Eurostat, the EU statistics agency, will likely decide today that the Irish State’s spending on Irish Water will stay on the exchequer balance sheet. Since Irish Water has failed the market corporation test, money spent on it will be included in the annual deficit and national debt (as measured to meet EU austerity targets). This decision is likely to hold until 2017 [1]. It follows a European Commission report earlier this year which questioned whether Irish Water was ever likely to be self-funding.

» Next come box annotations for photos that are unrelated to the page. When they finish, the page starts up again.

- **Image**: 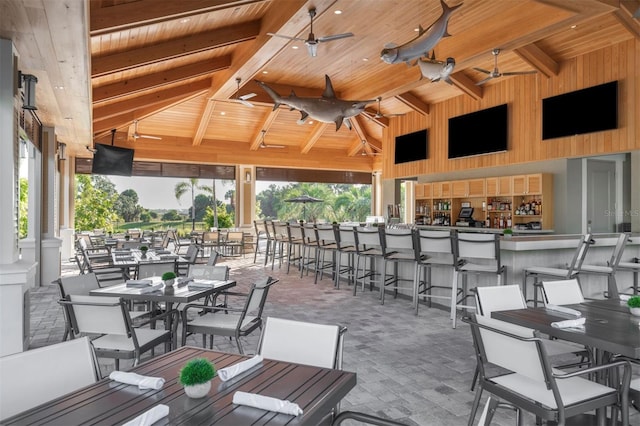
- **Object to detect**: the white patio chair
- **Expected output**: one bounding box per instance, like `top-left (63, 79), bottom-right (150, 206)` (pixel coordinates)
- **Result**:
top-left (464, 315), bottom-right (631, 426)
top-left (60, 295), bottom-right (178, 370)
top-left (0, 337), bottom-right (100, 422)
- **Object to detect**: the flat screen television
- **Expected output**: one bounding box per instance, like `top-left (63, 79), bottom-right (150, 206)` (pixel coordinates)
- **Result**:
top-left (449, 104), bottom-right (508, 159)
top-left (395, 129), bottom-right (429, 164)
top-left (542, 81), bottom-right (618, 139)
top-left (91, 144), bottom-right (134, 176)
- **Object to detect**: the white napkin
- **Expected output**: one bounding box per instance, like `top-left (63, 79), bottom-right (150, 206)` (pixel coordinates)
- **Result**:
top-left (218, 355), bottom-right (262, 382)
top-left (551, 317), bottom-right (586, 328)
top-left (122, 404), bottom-right (169, 426)
top-left (233, 391), bottom-right (302, 416)
top-left (140, 283), bottom-right (163, 294)
top-left (545, 303), bottom-right (582, 317)
top-left (109, 370), bottom-right (164, 390)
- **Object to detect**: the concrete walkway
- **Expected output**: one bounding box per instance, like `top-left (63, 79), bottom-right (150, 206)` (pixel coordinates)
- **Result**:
top-left (31, 251), bottom-right (640, 426)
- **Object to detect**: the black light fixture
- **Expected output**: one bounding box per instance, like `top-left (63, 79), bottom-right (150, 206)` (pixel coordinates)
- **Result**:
top-left (18, 71), bottom-right (38, 110)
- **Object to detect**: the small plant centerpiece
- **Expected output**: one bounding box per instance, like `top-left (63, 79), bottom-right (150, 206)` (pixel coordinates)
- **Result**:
top-left (162, 271), bottom-right (176, 287)
top-left (178, 358), bottom-right (216, 398)
top-left (627, 296), bottom-right (640, 317)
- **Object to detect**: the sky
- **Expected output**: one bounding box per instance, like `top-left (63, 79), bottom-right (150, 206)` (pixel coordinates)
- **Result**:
top-left (107, 176), bottom-right (273, 210)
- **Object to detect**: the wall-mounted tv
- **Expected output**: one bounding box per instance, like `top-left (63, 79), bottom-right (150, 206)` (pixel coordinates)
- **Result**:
top-left (395, 129), bottom-right (429, 164)
top-left (449, 104), bottom-right (508, 159)
top-left (91, 144), bottom-right (134, 176)
top-left (542, 81), bottom-right (618, 139)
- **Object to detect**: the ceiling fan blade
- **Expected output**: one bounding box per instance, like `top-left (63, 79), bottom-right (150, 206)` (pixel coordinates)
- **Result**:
top-left (318, 33), bottom-right (353, 43)
top-left (476, 75), bottom-right (493, 86)
top-left (267, 33), bottom-right (307, 41)
top-left (473, 67), bottom-right (491, 75)
top-left (502, 71), bottom-right (538, 75)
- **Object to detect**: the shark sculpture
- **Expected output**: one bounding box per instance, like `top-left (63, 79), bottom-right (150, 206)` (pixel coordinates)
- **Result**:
top-left (256, 75), bottom-right (376, 131)
top-left (418, 52), bottom-right (456, 84)
top-left (380, 0), bottom-right (462, 65)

The government has consistently argued that Irish Water would pass the Eurostat test. Now, it turns out that it was wrong. Less than half of Irish Water’s revenue comes from customers. Charges collected in the first three months of the year suggested, at best, a compliance rate of 46%. Meanwhile, in yesterday’s news, the CEO of Irish Water’s parent company Ervia defended his €334,000 annual pay package.

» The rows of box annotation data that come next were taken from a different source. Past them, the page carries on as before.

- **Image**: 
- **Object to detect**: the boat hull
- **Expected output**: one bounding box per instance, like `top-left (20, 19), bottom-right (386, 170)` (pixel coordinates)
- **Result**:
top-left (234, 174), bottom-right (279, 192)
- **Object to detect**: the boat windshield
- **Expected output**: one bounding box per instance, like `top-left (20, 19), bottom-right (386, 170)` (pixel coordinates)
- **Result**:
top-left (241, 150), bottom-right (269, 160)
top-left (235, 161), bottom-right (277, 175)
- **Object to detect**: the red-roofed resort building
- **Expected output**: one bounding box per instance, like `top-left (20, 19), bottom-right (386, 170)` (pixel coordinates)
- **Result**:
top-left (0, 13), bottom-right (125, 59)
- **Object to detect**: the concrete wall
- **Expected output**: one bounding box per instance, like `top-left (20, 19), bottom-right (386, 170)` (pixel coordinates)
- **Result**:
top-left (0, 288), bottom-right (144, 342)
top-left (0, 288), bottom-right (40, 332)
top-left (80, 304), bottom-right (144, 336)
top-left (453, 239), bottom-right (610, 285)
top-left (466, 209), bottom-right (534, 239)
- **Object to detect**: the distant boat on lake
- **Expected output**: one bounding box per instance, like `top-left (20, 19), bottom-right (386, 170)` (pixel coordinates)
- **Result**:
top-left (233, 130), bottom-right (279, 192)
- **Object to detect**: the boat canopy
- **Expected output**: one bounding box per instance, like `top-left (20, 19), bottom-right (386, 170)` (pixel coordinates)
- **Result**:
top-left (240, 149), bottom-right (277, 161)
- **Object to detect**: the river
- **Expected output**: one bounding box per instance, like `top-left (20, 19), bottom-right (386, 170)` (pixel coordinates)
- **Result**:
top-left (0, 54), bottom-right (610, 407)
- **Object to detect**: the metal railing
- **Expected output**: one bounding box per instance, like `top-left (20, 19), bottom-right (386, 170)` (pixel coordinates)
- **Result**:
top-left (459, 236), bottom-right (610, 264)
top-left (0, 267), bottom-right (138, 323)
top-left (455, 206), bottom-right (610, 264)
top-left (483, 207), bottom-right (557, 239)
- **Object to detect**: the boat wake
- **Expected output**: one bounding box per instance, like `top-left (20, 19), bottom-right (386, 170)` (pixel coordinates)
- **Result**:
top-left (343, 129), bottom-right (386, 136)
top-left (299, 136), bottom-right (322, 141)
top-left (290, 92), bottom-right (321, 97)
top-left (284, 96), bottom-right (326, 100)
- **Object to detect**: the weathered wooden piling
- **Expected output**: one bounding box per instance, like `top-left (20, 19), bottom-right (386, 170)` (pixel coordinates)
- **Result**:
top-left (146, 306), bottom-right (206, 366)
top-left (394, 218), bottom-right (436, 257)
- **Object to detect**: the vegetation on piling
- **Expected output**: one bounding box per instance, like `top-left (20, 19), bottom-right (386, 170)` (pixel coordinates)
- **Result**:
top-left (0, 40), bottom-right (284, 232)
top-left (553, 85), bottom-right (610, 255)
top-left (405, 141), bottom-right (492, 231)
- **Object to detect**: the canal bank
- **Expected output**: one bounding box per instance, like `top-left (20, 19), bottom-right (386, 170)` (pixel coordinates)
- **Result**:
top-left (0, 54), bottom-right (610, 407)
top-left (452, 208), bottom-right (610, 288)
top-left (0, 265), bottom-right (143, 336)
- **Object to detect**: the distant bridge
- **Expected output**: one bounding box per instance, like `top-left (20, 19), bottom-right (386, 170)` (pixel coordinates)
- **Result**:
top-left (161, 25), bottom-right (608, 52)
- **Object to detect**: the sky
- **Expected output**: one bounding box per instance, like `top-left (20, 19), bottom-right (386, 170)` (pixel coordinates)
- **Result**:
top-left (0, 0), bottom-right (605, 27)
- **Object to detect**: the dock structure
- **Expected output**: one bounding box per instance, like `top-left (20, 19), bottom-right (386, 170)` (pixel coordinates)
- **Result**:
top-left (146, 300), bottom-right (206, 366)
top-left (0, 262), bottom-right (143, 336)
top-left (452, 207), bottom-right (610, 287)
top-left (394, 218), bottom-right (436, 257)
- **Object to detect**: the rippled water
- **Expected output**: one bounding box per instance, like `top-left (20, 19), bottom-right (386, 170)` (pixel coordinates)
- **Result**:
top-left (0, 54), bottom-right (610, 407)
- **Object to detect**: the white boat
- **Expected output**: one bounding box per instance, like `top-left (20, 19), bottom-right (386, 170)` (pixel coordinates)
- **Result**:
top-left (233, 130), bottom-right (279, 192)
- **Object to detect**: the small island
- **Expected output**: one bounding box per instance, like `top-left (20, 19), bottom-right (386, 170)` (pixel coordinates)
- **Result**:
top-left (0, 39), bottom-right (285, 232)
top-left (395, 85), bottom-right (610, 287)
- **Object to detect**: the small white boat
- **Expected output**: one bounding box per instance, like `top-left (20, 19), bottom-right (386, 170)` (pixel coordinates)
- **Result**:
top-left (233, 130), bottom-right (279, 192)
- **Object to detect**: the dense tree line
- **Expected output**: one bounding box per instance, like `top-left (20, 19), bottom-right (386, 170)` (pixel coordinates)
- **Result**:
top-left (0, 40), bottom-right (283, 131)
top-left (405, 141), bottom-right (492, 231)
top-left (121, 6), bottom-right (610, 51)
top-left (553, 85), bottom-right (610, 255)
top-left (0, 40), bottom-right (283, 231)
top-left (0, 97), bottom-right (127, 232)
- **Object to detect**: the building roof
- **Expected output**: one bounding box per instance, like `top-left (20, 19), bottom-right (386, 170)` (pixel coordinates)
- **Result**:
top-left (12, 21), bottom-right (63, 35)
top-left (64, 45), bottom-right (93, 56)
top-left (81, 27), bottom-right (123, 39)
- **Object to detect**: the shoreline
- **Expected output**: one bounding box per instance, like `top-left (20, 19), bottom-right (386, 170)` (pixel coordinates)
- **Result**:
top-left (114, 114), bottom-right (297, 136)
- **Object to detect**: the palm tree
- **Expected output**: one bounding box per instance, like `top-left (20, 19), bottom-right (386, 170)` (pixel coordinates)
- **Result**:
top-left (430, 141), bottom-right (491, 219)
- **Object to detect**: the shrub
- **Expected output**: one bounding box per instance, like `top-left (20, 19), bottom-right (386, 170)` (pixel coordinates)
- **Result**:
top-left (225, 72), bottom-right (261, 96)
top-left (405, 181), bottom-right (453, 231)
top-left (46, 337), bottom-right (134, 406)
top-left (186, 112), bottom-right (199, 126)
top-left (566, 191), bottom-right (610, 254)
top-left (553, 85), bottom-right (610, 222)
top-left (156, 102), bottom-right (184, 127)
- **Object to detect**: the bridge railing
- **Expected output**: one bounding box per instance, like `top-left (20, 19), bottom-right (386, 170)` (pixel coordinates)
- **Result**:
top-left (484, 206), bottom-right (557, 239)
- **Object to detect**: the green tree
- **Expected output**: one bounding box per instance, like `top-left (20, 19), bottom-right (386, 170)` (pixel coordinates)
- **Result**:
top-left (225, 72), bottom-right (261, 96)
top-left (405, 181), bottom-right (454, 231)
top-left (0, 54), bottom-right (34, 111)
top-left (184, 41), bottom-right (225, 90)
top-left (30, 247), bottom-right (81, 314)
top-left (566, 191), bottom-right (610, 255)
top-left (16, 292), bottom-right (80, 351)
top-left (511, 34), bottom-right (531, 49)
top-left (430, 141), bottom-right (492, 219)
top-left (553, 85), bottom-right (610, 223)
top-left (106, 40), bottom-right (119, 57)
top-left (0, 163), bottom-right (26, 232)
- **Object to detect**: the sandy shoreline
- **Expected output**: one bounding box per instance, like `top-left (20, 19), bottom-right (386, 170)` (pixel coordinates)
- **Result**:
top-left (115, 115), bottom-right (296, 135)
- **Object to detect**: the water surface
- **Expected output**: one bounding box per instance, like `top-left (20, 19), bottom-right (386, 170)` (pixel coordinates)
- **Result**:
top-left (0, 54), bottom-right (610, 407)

Anticipating the findings of the Eurostat report, due for release later today, we can only note the tone of upset and melancholy amongst our ideologically undeterred brothers and sisters in the Irish Times, RTÉ and Irish Independent. The Irish Times reports the decision as bad news because it claims that the State will not now enjoy a ‘hoped-for boost to the 2016 budget figures’ and will have less scope to invest in water and other areas [1]. Perhaps government largesse was at fault. Cliff Taylor suspects that the problem may have been the government’s decision to introduce a new €100 water conservation grant to households last November [2]. Again, the conservation grant is cited in the RTE report as “one of the key issues that is likely to be considered” [3]. But don’t expect things to change folks. The Irish Independent’s John Dowling cites ‘sources’ claiming that “irrespective of the outcome of any such test, the Government would persist with Irish Water as the single water services provider for the country” [4]. Isn't the definition of insanity to keep trying the same thing and to expect a different result? 

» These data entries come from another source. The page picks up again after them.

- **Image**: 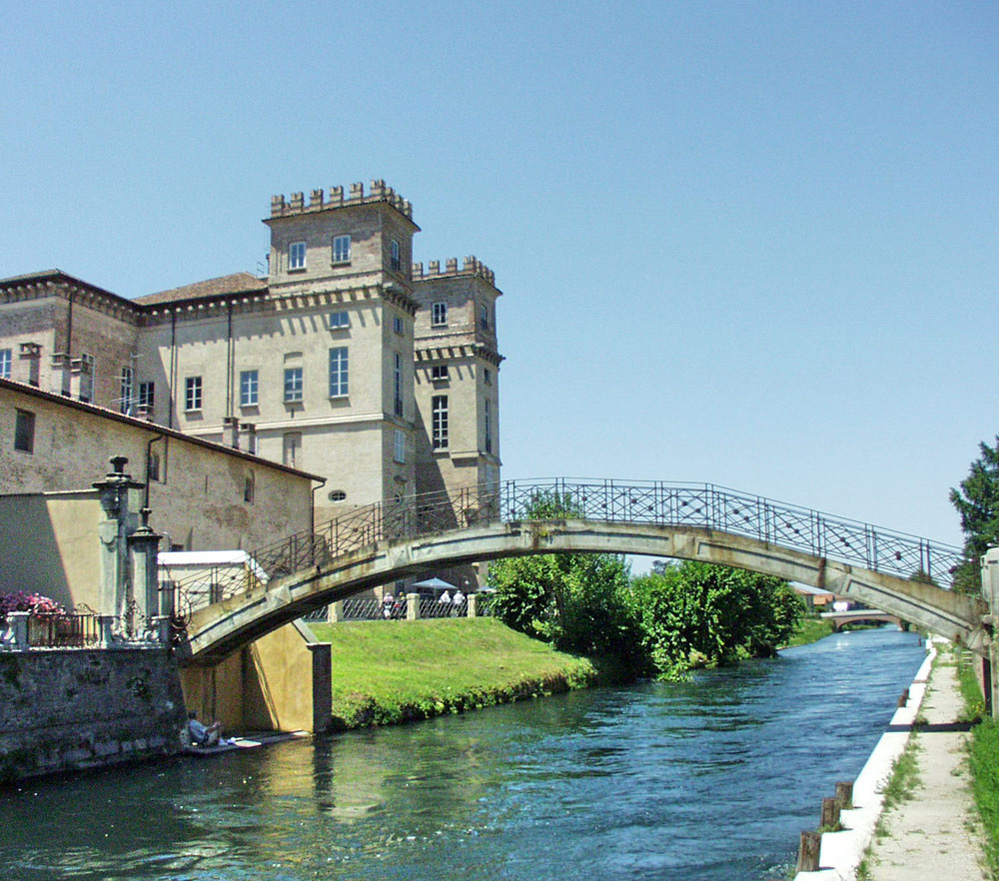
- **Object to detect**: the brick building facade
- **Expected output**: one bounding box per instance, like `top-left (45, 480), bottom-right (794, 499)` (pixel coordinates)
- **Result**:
top-left (0, 181), bottom-right (502, 583)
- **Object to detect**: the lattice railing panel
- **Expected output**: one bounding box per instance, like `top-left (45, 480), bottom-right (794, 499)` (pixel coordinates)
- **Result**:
top-left (176, 478), bottom-right (962, 610)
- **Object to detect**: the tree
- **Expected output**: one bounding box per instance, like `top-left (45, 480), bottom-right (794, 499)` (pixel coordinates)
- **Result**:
top-left (630, 561), bottom-right (802, 679)
top-left (489, 493), bottom-right (637, 660)
top-left (950, 436), bottom-right (999, 593)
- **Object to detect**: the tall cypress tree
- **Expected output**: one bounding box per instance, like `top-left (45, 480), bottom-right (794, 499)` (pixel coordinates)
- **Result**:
top-left (950, 436), bottom-right (999, 593)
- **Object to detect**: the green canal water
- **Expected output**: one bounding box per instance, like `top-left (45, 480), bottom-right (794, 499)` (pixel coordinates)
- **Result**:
top-left (0, 630), bottom-right (924, 881)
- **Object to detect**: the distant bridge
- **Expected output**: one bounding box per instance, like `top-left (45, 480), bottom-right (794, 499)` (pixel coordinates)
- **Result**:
top-left (170, 479), bottom-right (987, 664)
top-left (819, 609), bottom-right (902, 630)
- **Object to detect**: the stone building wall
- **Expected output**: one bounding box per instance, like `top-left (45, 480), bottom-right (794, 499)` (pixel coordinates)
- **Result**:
top-left (0, 381), bottom-right (314, 550)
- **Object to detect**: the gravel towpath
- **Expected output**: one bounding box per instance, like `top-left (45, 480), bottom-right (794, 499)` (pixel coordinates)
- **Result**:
top-left (868, 653), bottom-right (988, 881)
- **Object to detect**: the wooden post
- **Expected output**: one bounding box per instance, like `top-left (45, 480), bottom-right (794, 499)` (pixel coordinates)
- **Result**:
top-left (794, 832), bottom-right (822, 874)
top-left (307, 642), bottom-right (333, 734)
top-left (406, 593), bottom-right (420, 621)
top-left (819, 798), bottom-right (839, 832)
top-left (836, 781), bottom-right (853, 811)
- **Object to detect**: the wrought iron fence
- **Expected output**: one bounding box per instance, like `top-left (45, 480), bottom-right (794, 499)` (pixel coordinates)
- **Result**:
top-left (174, 478), bottom-right (962, 617)
top-left (28, 606), bottom-right (101, 648)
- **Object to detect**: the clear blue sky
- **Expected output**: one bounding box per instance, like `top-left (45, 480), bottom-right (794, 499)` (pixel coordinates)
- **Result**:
top-left (0, 0), bottom-right (999, 543)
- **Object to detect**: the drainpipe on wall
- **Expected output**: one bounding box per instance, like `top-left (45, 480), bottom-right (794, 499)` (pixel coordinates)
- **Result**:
top-left (142, 434), bottom-right (163, 508)
top-left (309, 477), bottom-right (326, 535)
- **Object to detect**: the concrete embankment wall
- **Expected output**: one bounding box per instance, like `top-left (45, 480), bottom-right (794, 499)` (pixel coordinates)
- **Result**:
top-left (181, 621), bottom-right (320, 731)
top-left (795, 641), bottom-right (936, 881)
top-left (0, 648), bottom-right (186, 783)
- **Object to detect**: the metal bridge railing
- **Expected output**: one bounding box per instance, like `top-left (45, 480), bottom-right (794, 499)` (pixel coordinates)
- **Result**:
top-left (171, 478), bottom-right (962, 615)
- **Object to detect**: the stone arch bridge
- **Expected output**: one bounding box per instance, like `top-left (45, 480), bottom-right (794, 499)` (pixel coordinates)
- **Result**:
top-left (176, 479), bottom-right (988, 665)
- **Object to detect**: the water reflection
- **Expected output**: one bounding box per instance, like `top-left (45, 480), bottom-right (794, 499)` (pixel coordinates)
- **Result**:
top-left (0, 631), bottom-right (922, 881)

The decision is significant for our Irish Water War. It suggests we are winning. We do not want to have our water commodified and then privatised. We are outraged that this is being done to preserve the wealth and privileges of a global financial capitalist class and their political servants in the EU and Ireland. We have gotten up before dawn to prevent water meter installation on our streets. We have marched and organised in our thousands, shouting “No way, we won't pay”. We have forced the government into climb-downs and concessions. We have decided to boycott and to encourage our friends, co-workers and neighbours to do the same. Our communities are strong and growing stronger. We will keep on growing long after Irish Water is buried forever. 
WORDS: Tom Murray
[1] Sarah Bardon, Cliff Taylor, “Irish Water must stay on State balance sheet, EU says” in Irish Times, Tuesday, July 28, 2015.
[2] “Questions thrown up by Eurostat ruling on Irish Water”, Irish Times, Tuesday, July 28, 2015.
[3] “EU agency to rule on Irish Water funding”, RTE, Tuesday 28 July 2015 10.52
[4] “Irish Water to remain on national balance sheet following Brussels ruling”, Irish Independent, Tuesday 28 July 2015.